When inflation fell to minus 15% in June 1921, the Fed cut rates from 7% to 4% within 14 months. This “trip[ed] the switch for the Roaring Twenties,” Wood said.
Wood warned that with the Fed now solely focused on fighting inflation, a 2023 Fed pivot may not happen, which could lead to something akin to the Great Depression.
“If the Fed doesn’t pivot, the setup will look more like 1929. The Fed raised rates in 1929 to stifle financial speculation, then in 1930 Congress passed Smoot-Hawley, imposing tariffs of more than 50% on over 20,000 goods and pushing the global economy into the Great Depression,” she noted.

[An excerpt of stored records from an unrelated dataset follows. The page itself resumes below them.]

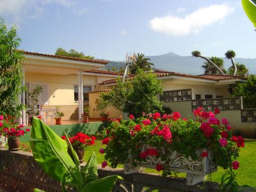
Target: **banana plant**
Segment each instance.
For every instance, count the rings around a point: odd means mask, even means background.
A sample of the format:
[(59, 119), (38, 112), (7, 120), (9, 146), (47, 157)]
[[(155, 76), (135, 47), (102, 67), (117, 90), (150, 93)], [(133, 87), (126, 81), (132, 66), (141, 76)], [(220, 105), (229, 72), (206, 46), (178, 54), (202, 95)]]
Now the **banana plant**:
[[(68, 191), (67, 186), (69, 186), (81, 192), (109, 192), (118, 179), (122, 179), (118, 175), (98, 179), (94, 152), (86, 165), (81, 168), (77, 155), (68, 140), (67, 139), (66, 142), (46, 124), (35, 117), (29, 142), (35, 160), (46, 174), (61, 182), (62, 191)], [(67, 152), (68, 145), (74, 161)], [(36, 189), (35, 191), (42, 191)]]
[(242, 5), (247, 17), (256, 29), (256, 0), (242, 0)]

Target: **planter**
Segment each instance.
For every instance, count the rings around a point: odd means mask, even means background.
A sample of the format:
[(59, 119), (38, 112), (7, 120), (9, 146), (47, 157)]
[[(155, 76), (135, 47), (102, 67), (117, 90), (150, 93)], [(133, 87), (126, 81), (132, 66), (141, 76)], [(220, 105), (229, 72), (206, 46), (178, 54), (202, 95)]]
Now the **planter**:
[(15, 151), (20, 150), (20, 139), (8, 138), (8, 144), (9, 146), (9, 150)]
[(108, 116), (101, 116), (101, 121), (102, 122), (108, 122)]
[(55, 119), (55, 125), (61, 125), (61, 118), (56, 118)]
[(89, 116), (82, 116), (82, 122), (83, 123), (88, 123), (89, 122)]
[[(141, 147), (141, 152), (145, 151), (150, 147), (144, 144)], [(195, 185), (204, 181), (207, 174), (217, 171), (217, 164), (213, 161), (213, 154), (208, 152), (207, 157), (201, 157), (202, 150), (198, 150), (196, 154), (198, 160), (193, 160), (190, 157), (186, 158), (182, 154), (173, 151), (169, 156), (169, 168), (171, 171), (186, 173), (187, 184)], [(164, 151), (163, 150), (163, 153)], [(129, 157), (127, 162), (124, 163), (124, 171), (125, 174), (138, 173), (141, 171), (141, 167), (155, 169), (157, 164), (164, 164), (166, 161), (154, 156), (148, 156), (143, 162), (136, 163), (137, 166), (134, 167), (131, 164), (132, 157)]]
[[(80, 163), (82, 163), (84, 161), (84, 148), (73, 146), (73, 149), (76, 151), (76, 154), (77, 154), (78, 159), (79, 159)], [(73, 159), (72, 155), (71, 153), (71, 150), (68, 148), (68, 153), (72, 157), (71, 158)], [(74, 159), (73, 159), (74, 161)]]

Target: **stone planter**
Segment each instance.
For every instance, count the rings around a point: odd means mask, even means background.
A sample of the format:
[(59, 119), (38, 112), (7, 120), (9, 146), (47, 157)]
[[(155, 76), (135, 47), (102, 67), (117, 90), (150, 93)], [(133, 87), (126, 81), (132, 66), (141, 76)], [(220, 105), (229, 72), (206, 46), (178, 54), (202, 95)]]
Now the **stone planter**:
[[(145, 151), (150, 147), (148, 145), (143, 145), (141, 152)], [(164, 153), (163, 150), (162, 153)], [(205, 176), (211, 172), (217, 171), (217, 164), (213, 161), (213, 154), (208, 152), (207, 157), (201, 157), (202, 150), (198, 150), (198, 160), (193, 160), (190, 157), (186, 158), (182, 154), (173, 151), (169, 156), (169, 167), (171, 171), (186, 173), (187, 184), (193, 186), (204, 181)], [(164, 164), (165, 161), (161, 161), (156, 157), (148, 156), (144, 162), (138, 162), (137, 167), (131, 164), (132, 157), (129, 157), (127, 162), (125, 163), (124, 171), (125, 174), (138, 173), (141, 171), (141, 168), (149, 168), (155, 169), (157, 164)]]
[(20, 150), (20, 139), (11, 139), (8, 138), (8, 144), (9, 146), (9, 150), (15, 151)]

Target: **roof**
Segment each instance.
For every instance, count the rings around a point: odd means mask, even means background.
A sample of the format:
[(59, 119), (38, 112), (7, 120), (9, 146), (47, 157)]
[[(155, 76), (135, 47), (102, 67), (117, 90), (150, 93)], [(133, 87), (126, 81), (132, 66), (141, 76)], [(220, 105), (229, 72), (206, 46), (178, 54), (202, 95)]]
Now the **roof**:
[(106, 65), (109, 63), (109, 61), (108, 61), (82, 59), (82, 58), (73, 58), (73, 57), (68, 57), (68, 56), (58, 56), (58, 55), (49, 54), (42, 54), (42, 53), (38, 53), (38, 52), (29, 52), (29, 51), (23, 51), (23, 52), (25, 54), (35, 55), (35, 56), (43, 56), (43, 57), (60, 58), (60, 59), (79, 61), (85, 61), (85, 62), (95, 63), (100, 63), (100, 64), (104, 64), (104, 65)]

So far, the US central bank has ignored deflationary signals, with Fed officials not even discussing their current monetary policy program, with all members voting unanimously.
“The Fed ignores deflationary signals, and the Chips Act could hurt trade perhaps more than we realize. Much like the reaction to Smoot-Harley, economists have paid little attention to the potential impact of the Chips Act,” she added. “The University of Michigan consumer sentiment survey is at an all-time high, below levels reached in 2008-09 and 1979-82, a setup for a liquidity trap like the Great Depression when the massive monetary stimulus has failed.”
The CHIPS and Science Act took effect on August 9, 2022. Its goal is to invest $280 billion to boost US competitiveness, innovation, and national security. Targeted industries include domestic semiconductor manufacturing capacity, quantum computing, AI, clean energy and nanotechnology.
Wood isn’t the only voice in the deflation camp, with DoubleLine CEO Jeffrey Gundlach recently stating that the risk of deflation is much higher today than it has been for the past two years.
Over the weekend, Goldman Sachs also downgraded its inflation outlook, noting that it expects a “significant” easing in price pressures in the United States in 2023. The bank cited a spike in housing inflation, slower wage growth and easing supply chain issues.
In its updated estimate, core personal consumption expenditure (PCE), which is the Fed’s preferred measure of inflation, is expected to slow to 2.9% by December 2023. Currently, core PCE stands at 5.1%.